To use the SS framework, I have to identify an SS model from the FRF data, and the point of the research project is to skip this step. Of course, we will compare the approaches.

I also see that you use direct simulation in your cost function. This is something we do not do, which would indeed result in unreliable results when using TFs.

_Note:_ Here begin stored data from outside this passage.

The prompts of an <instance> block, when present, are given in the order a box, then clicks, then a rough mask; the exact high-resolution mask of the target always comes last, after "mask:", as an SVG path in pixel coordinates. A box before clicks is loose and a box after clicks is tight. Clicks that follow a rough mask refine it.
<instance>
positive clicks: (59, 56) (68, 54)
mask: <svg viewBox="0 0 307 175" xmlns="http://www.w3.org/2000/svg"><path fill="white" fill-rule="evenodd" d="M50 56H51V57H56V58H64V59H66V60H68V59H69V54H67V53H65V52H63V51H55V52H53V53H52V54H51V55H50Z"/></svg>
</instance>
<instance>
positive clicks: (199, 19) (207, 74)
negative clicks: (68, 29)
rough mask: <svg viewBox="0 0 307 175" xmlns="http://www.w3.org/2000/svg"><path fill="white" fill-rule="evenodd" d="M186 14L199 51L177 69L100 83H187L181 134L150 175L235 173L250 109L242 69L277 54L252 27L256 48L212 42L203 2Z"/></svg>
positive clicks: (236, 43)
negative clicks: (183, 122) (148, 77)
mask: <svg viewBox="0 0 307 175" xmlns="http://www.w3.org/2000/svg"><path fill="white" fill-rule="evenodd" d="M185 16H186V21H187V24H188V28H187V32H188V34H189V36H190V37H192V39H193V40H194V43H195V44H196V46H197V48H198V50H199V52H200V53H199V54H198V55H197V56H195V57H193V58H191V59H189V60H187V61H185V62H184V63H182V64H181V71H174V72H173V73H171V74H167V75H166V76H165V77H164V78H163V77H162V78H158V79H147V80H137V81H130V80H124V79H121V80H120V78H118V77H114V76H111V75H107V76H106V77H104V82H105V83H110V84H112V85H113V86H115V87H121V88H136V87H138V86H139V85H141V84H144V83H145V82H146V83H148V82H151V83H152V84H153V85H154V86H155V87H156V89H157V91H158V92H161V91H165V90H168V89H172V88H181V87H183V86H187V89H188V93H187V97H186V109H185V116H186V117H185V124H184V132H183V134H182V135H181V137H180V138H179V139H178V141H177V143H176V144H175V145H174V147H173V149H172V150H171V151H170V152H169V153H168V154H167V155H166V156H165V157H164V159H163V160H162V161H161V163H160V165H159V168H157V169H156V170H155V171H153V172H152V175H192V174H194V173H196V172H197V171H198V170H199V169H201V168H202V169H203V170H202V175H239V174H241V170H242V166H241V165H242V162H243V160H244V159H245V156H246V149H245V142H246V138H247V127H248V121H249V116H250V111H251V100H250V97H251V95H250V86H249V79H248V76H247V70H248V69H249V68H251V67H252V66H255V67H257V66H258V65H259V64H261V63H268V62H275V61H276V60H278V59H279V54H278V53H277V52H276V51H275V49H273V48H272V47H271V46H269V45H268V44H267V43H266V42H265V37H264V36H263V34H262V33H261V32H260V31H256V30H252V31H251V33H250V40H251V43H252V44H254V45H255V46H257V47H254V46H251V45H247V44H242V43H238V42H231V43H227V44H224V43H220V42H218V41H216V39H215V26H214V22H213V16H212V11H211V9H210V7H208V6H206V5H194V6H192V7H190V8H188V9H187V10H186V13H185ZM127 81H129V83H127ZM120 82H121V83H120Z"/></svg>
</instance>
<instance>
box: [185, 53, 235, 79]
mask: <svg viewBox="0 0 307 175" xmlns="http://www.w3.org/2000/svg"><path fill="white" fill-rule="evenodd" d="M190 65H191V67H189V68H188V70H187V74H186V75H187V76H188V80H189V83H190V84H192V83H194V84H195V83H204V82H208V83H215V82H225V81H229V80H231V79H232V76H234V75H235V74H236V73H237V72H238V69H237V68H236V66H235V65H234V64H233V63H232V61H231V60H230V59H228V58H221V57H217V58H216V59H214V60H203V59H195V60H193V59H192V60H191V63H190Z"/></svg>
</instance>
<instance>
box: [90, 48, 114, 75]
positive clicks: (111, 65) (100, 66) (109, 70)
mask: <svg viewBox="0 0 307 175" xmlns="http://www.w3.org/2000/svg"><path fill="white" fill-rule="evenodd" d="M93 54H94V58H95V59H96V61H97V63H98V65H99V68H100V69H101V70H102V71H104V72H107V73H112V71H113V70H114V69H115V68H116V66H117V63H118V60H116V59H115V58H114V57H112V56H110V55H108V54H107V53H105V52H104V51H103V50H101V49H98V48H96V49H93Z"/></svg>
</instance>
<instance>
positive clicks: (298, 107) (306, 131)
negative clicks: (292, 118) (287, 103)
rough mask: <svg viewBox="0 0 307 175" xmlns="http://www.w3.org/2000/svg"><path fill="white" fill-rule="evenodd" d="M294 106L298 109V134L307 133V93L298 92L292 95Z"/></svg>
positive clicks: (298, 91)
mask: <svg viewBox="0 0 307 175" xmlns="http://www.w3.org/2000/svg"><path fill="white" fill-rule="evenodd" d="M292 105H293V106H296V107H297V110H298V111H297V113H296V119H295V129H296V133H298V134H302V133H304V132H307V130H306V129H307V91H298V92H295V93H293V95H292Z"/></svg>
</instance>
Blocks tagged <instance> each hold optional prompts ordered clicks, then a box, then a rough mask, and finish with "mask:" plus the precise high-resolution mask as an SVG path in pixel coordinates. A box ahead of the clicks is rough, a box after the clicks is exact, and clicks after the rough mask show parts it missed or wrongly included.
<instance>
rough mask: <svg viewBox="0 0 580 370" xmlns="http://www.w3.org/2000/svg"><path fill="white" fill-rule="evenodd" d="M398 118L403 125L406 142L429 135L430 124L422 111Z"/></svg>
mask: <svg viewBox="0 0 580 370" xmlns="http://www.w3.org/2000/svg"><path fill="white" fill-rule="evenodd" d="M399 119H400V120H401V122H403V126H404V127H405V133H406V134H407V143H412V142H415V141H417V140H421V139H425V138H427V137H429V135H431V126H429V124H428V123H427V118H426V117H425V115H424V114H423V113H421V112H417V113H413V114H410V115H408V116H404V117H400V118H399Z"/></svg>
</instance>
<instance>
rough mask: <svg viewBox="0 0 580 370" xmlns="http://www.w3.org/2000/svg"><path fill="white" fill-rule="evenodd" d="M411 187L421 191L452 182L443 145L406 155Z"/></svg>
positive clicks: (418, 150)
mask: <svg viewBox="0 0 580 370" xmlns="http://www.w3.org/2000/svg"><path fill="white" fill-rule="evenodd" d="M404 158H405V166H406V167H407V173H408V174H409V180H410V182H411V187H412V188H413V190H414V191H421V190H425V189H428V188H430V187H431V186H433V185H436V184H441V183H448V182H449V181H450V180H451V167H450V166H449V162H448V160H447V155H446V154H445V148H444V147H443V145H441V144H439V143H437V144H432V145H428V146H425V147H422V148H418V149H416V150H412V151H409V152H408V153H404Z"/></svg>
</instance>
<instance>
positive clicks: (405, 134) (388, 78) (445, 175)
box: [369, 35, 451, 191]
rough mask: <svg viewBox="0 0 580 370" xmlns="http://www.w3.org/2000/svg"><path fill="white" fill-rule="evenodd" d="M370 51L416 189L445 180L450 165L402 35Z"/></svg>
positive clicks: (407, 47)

We only optimize the controller based on appropriate gain bounds.

[baggepinnen]

I'm sorry, but I still don't see any issue with using a state-space representation for the controller, you can evaluate this at any frequency of your liking:

julia> Kss = ssrand(2,2,2)
StateSpace{Continuous, Float64}
A = 
 -1.8246362584299034  -0.4464801771538347
 -0.8662699700715216  -0.47685349079010264
B = 
 -0.9817875283388285  0.6455110870093906
  0.6397479473058993  0.6112225432150674
C = 
  1.7209912299136276  -0.3496797962362475
 -0.7519685741931539  -1.4022134124956138
D = 
 0.05506433091567787   0.48594341052564577
 0.44028274971774095  -0.07127874333997815

Continuous-time state-space model

julia> Ktf = tf(Kss)
TransferFunction{Continuous, ControlSystemsBase.SisoRational{Float64}}
Input 1 to output 1
0.05506433091567787s^2 - 1.7866246646160948s - 1.976260137879066
----------------------------------------------------------------
       1.0s^2 + 2.301489749220006s + 0.48331179955391124

Input 1 to output 2
0.44028274971774095s^2 + 0.8545164507504781s - 2.049756263119376
----------------------------------------------------------------
       1.0s^2 + 2.301489749220006s + 0.48331179955391124

Input 2 to output 1
0.48594341052564577s^2 + 2.0155805232145108s + 0.10050427049431673
------------------------------------------------------------------
        1.0s^2 + 2.301489749220006s + 0.48331179955391124

Input 2 to output 2
-0.07127874333997815s^2 - 1.5065157969744154s - 0.840436729358966
-----------------------------------------------------------------
        1.0s^2 + 2.301489749220006s + 0.48331179955391124

Continuous-time transfer function model

julia> special_frequency = 3.14
3.14

julia> freqresp(Ktf, special_frequency)
2×2 Matrix{ComplexF64}:
 -0.120745+0.505255im   0.640208-0.181559im
  0.565951+0.150034im  -0.234729+0.323598im

julia> freqresp(Kss, special_frequency)
2×2 Matrix{ComplexF64}:
 -0.120745+0.505255im   0.640208-0.181559im
  0.565951+0.150034im  -0.234729+0.323598im

Here's a complete example that mixes a statespace representation of a controller with a FrequencyResponseData object from ControlSystemIdentification.jl

using ControlSystemsBase, ControlSystemIdentification
G = tf(1, [1, 2])
w = exp10.(LinRange(-2, 2, 20))
Gf = FRD(w, G) # This creates a frequency-response data object

K = ssrand(1,1,2);

You can perform operations with this statespace controller and the FRD object, which automatically samples K at the same frequencies as those present in the FRD:

julia> K*Gf
Frequency (rad/s)
----------------
20-element Vector{Float64}:
   0.01
   0.01623776739188721
   0.026366508987303583
   0.04281332398719396
...
  14.38449888287663
  23.357214690901213
  37.926901907322495
  61.584821106602604
 100.0

Response
--------
20-element Vector{ComplexF64}:
    -2.7246366849192936 + 0.4074806700287081im
     -2.643252295593545 + 0.64503450928045im
    -2.4468634404585807 + 0.9822511002106853im
     -2.028689892707133 + 1.3696726253048837im
...
   0.005248368734117695 - 0.031358078055101705im
  0.0020105162106898006 - 0.019559403436560964im
  0.0007654451356195358 - 0.012104328981243383im
 0.00029073199220699866 - 0.007468220274811326im
 0.00011032653215554974 - 0.004602518317135966im

julia> feedback(K, Gf)
Frequency (rad/s)
----------------
20-element Vector{Float64}:
   0.01
   0.01623776739188721
   0.026366508987303583
   0.04281332398719396
...
  14.38449888287663
  23.357214690901213
  37.926901907322495
  61.584821106602604
 100.0

Response
--------
20-element Vector{ComplexF64}:
  3.0970529832214067 + 0.2749995147711004im
   3.051240447131617 + 0.4387682182575588im
   2.937740906980385 + 0.6812061573518066im
  2.6811858302947296 + 0.9914130092815417im
...
 0.46013269107459065 + 0.01038395373251116im
 0.46032881321268965 + 0.006404212246941321im
  0.4604035276098903 + 0.003946196880164585im

[Krebbekx]

Okay now I see your point. Indeed, the controller can perfectly fine be in an SS representation, since the only thing required are frequency domain samples. I just never want to compute a SS representation of the plant at any point.